# Metrics To Evaluate Machine Learning Algorithms in Python

The metrics that you choose to evaluate your machine learning algorithms are very important.

Choice of metrics influences how the performance of machine learning algorithms is measured and compared. They influence how you weight the importance of different characteristics in the results and your ultimate choice of which algorithm to choose.

## Classification Metrics
Classification problems are perhaps the most common type of machine learning problem and as such there are a myriad of metrics that can be used to evaluate predictions for these problems.

In this section we will review how to use the following metrics:

* Classification Accuracy.
* Logarithmic Loss.
* Area Under ROC Curve.
* Confusion Matrix.
* Classification Report.

## 1. Classification Accuracy
Classification accuracy is the number of correct predictions made as a ratio of all predictions made.

This is the most common evaluation metric for classification problems, it is also the most misused. It is really only suitable when there are an equal number of observations in each class (which is rarely the case) and that all predictions and prediction errors are equally important, which is often not the case.

Below is an example of calculating classification accuracy.

In [10]:
# Cross Validation Classification Accuracy
import pandas
from sklearn import model_selection
from sklearn.linear_model import LogisticRegression

url = "https://raw.githubusercontent.com/jbrownlee/Datasets/master/pima-indians-diabetes.data.csv"
names = ['preg', 'plas', 'pres', 'skin', 'test', 'mass', 'pedi', 'age', 'class']
dataframe = pandas.read_csv(url, names=names)

array = dataframe.values
X = array[:,0:8]
Y = array[:,8]

seed = 7
kfold = model_selection.KFold(n_splits=10, shuffle=True, random_state=seed)  # shuffle=True
model = LogisticRegression(max_iter=500)
scoring = 'accuracy'

results = model_selection.cross_val_score(model, X, Y, cv=kfold, scoring=scoring)

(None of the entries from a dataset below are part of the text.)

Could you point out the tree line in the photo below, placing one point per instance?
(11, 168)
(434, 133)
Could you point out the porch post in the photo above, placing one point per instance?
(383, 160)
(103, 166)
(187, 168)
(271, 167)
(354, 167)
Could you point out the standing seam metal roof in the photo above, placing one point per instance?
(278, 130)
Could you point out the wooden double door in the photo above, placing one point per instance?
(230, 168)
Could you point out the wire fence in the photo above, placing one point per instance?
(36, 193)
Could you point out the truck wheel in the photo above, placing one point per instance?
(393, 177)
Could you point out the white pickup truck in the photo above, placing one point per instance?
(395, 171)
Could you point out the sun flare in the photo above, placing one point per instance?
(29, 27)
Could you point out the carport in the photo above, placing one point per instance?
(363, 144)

print(f"Accuracy: {results.mean():.3f} ({results.std():.3f})")


Accuracy: 0.772 (0.050)


You can see that the ratio is reported. This can be converted into a percentage by multiplying the value by 100, giving an accuracy score of approximately 77% accurate.

### 2. Logarithmic Loss
Logarithmic loss (or logloss) is a performance metric for evaluating the predictions of probabilities of membership to a given class.

The scalar probability between 0 and 1 can be seen as a measure of confidence for a prediction by an algorithm. Predictions that are correct or incorrect are rewarded or punished proportionally to the confidence of the prediction.

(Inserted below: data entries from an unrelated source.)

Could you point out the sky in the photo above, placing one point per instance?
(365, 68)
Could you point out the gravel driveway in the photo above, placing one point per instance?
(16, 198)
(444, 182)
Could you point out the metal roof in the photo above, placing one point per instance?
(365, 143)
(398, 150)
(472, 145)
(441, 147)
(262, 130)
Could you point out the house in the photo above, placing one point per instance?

You can learn more about logarithmic on the Loss functions for classification Wikipedia article.

Below is an example of calculating logloss for Logistic regression predictions on the Pima Indians onset of diabetes dataset.

In [11]:
# Cross Validation Classification LogLoss
import pandas
from sklearn import model_selection
from sklearn.linear_model import LogisticRegression

url = "https://raw.githubusercontent.com/jbrownlee/Datasets/master/pima-indians-diabetes.data.csv"
names = ['preg', 'plas', 'pres', 'skin', 'test', 'mass', 'pedi', 'age', 'class']
dataframe = pandas.read_csv(url, names=names)

array = dataframe.values
X = array[:,0:8]
Y = array[:,8]

seed = 7
kfold = model_selection.KFold(n_splits=10, shuffle=True, random_state=seed)  # shuffle=True
model = LogisticRegression(max_iter=500)
scoring = 'neg_log_loss'

results = model_selection.cross_val_score(model, X, Y, cv=kfold, scoring=scoring)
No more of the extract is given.